Просыпаюсь я в ужасе. Такое ощущение, будто все скользит. Не могу удержать мысли; они словно намазаны жиром. Выскальзывают из рук, стукаются друг о друга, как тюремные подносы для еды, и падают на бетонный пол тюремной столовой. И я нахожу эти мысли, потом теряю, потом нахожу опять. Но если они возвращаются, то уже другими. Как будто переодевались в свое отсутствие. Я знаю, что что-то изменилось, но не могу сказать что. Мелкие пустяки: теперь я помню, что моя мама укладывала мои волосы в корнроу
[125]. Теперь я помню, что был муравьем. Теперь помню ядерную войну. Теперь помню, что водил серебряную машину-самолет-корабль. Это изматывает; меня ужасает оказаться на милости, как я уверен, внешних сил. Спасусь ли я, если найду свои настоящие мысли, удержу их крепко, буду цепляться за то, чего больше не существует, что уже есть лишь дым и память?
Глава 48
Барассини меня переключает.
В тюремной камере Гитлера в Ландсберге с хлопком волшебным образом появляются Мутт и Мале, два младенца. Скоро они прославятся по всему миру как die magischen kinder von Hitler
[126] и источник утешения Адольфа в заключении (более того, он посвящает «Майн Кампф» «моим маленьким фрикаделькам»). На то время закон в Германии дозволяет заключенным «оставлять себе все, что падает на пол их камеры и находится там по меньшей мере пять секунд», — так называемое fünf-sekunden regel.
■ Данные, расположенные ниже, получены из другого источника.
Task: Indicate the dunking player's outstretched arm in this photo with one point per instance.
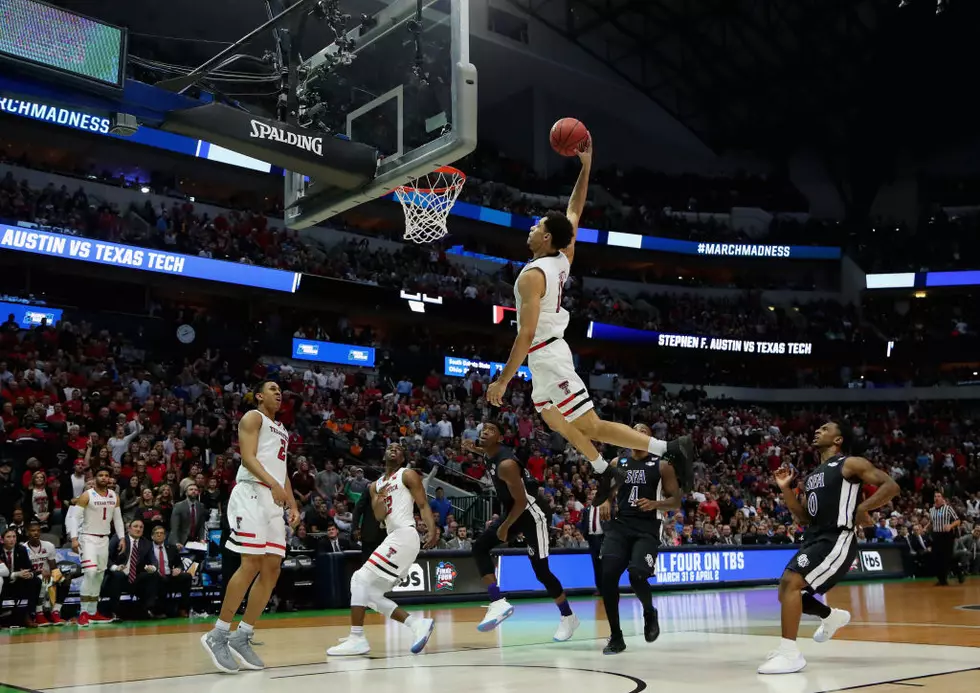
(784, 479)
(860, 468)
(510, 472)
(413, 482)
(576, 203)
(531, 287)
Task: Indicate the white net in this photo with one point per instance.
(427, 201)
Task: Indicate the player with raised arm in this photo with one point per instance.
(558, 393)
(89, 521)
(831, 515)
(641, 492)
(258, 529)
(520, 515)
(393, 499)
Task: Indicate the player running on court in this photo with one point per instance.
(393, 500)
(521, 515)
(88, 523)
(831, 513)
(644, 489)
(559, 395)
(258, 529)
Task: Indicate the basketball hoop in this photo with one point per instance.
(427, 201)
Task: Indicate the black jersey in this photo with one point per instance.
(638, 479)
(499, 485)
(830, 499)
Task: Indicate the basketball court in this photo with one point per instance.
(903, 635)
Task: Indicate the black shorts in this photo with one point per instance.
(533, 524)
(636, 542)
(825, 559)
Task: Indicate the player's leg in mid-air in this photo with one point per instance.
(382, 571)
(561, 398)
(533, 524)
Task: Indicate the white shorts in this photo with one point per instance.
(94, 552)
(554, 382)
(394, 558)
(256, 522)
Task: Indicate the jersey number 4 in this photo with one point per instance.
(634, 495)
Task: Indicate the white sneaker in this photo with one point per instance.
(498, 612)
(567, 628)
(353, 646)
(779, 662)
(828, 626)
(423, 630)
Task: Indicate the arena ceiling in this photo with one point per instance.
(751, 74)
(860, 76)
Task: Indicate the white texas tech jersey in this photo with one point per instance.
(401, 505)
(97, 518)
(270, 452)
(553, 318)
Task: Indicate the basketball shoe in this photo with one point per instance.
(783, 662)
(422, 629)
(353, 646)
(567, 628)
(498, 612)
(241, 648)
(828, 626)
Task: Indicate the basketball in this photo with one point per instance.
(569, 136)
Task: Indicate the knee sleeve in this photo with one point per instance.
(612, 568)
(481, 551)
(544, 575)
(91, 584)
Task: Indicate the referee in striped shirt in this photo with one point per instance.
(944, 522)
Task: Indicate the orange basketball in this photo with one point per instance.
(569, 136)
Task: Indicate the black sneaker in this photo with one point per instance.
(651, 625)
(615, 645)
(680, 453)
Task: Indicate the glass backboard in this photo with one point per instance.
(401, 82)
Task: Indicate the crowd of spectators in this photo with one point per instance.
(75, 398)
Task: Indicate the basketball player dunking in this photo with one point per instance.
(559, 395)
(831, 514)
(89, 520)
(645, 487)
(521, 515)
(258, 529)
(393, 500)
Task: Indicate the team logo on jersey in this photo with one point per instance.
(445, 576)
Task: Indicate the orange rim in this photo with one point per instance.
(450, 170)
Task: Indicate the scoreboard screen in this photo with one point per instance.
(40, 35)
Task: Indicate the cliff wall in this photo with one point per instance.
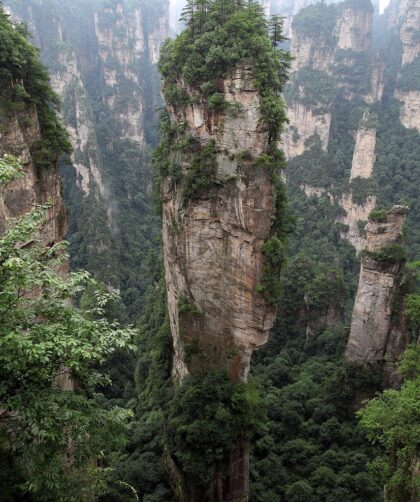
(213, 246)
(102, 57)
(339, 99)
(19, 133)
(374, 336)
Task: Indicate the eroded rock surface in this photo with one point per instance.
(364, 153)
(374, 337)
(18, 134)
(213, 245)
(304, 123)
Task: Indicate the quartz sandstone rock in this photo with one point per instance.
(304, 123)
(355, 213)
(354, 29)
(213, 245)
(410, 108)
(364, 153)
(17, 135)
(374, 337)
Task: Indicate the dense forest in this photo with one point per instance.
(92, 404)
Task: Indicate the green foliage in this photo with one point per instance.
(362, 188)
(48, 345)
(316, 20)
(208, 417)
(409, 77)
(313, 88)
(220, 36)
(311, 448)
(274, 251)
(10, 169)
(392, 421)
(24, 82)
(378, 216)
(186, 307)
(200, 176)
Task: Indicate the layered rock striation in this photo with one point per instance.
(102, 60)
(375, 337)
(19, 134)
(214, 243)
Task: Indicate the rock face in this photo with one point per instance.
(304, 123)
(355, 213)
(101, 57)
(374, 337)
(410, 108)
(213, 246)
(404, 19)
(17, 136)
(354, 29)
(364, 153)
(403, 16)
(213, 250)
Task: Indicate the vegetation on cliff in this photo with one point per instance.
(23, 81)
(392, 421)
(53, 429)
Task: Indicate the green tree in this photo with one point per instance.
(392, 421)
(50, 354)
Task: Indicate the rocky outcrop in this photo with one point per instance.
(304, 123)
(364, 153)
(308, 50)
(408, 20)
(101, 56)
(213, 246)
(18, 134)
(355, 213)
(374, 335)
(354, 29)
(377, 82)
(410, 108)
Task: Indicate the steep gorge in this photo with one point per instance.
(102, 57)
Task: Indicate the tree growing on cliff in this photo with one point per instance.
(53, 431)
(392, 421)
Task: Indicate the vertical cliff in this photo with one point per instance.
(102, 59)
(348, 100)
(214, 243)
(375, 336)
(223, 209)
(30, 131)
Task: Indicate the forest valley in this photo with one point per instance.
(209, 252)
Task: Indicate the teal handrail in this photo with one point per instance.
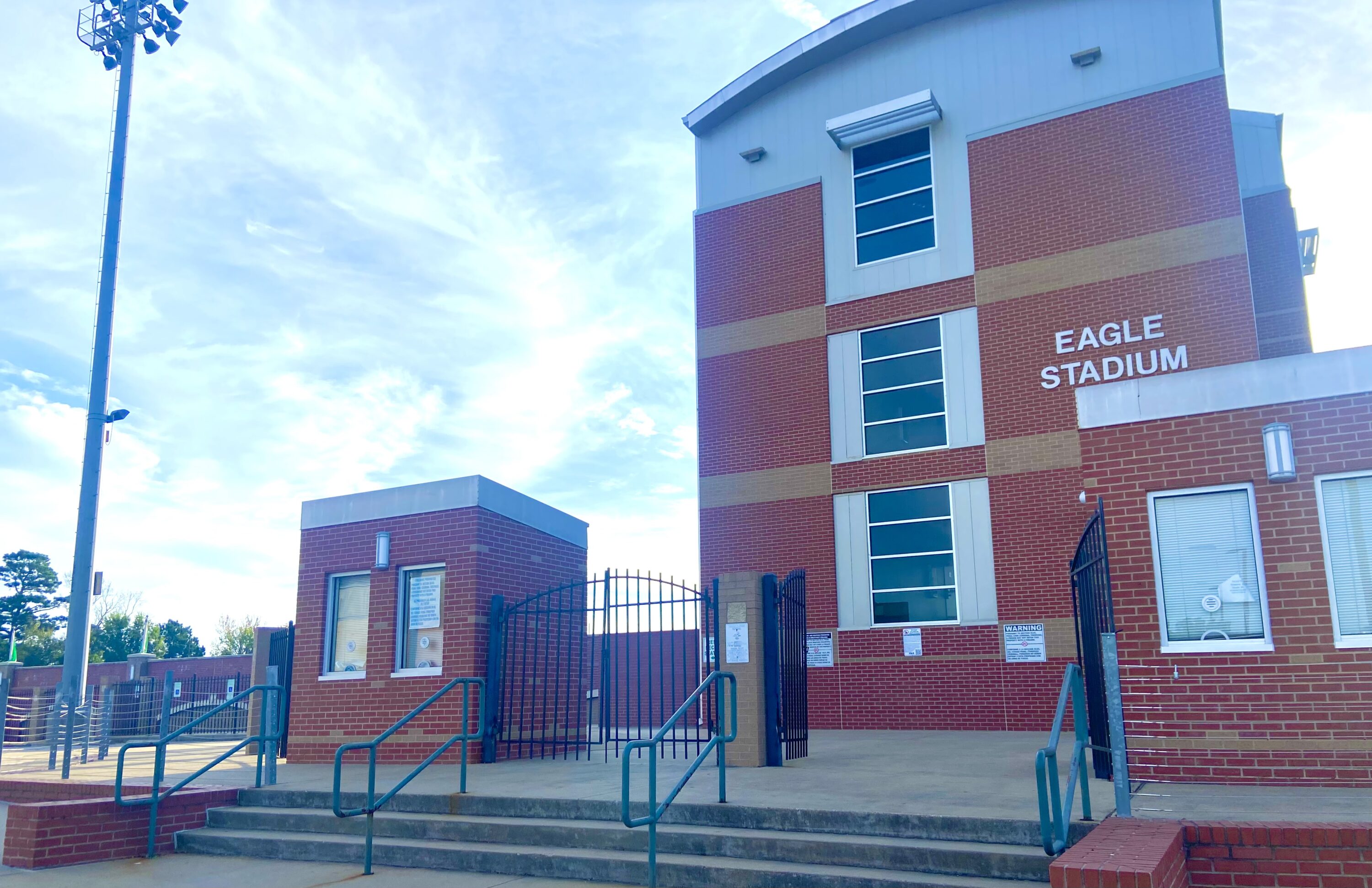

Хотя Гитлер обожает мальчишек, с ними хватает забот, так что после выхода из тюрьмы их воспитание перекладывается на домохозяйку Гитлера, Анни Винтер.
— Мои маленькие смешные jugend, — говорит она, — вечно паясничаете. Может, отдать вас в ученики великому немецкому комику Людвигу Шмитцу. Что, хотите?
— Кто такой Людвиг Шмитц? — спрашивает Мутт.
— Вы же помните персонаж онкеля Эйтерна
[127] из Die Addams Familie в «Европахаус»?
— Ой, он такой смешной! — говорит Мале.
— Glatze!
[128] — добавляет Мутт.
Шмитц соглашается взять мальчуганов под крыло. Придумывает для них дуэт в стиле его собственных пропагандистских нацистских комедий от Tran und Helle
[129], и у мальчишек проявляется талант; они как будто рождены для выступлений. Сам фюрер, давно надеявшийся самолично совершить вылазку на территорию нацистской комедии, прозвал их дуэт Blut und Boden
[130].
— Смех — лучшее лекарство, — часто говаривал он.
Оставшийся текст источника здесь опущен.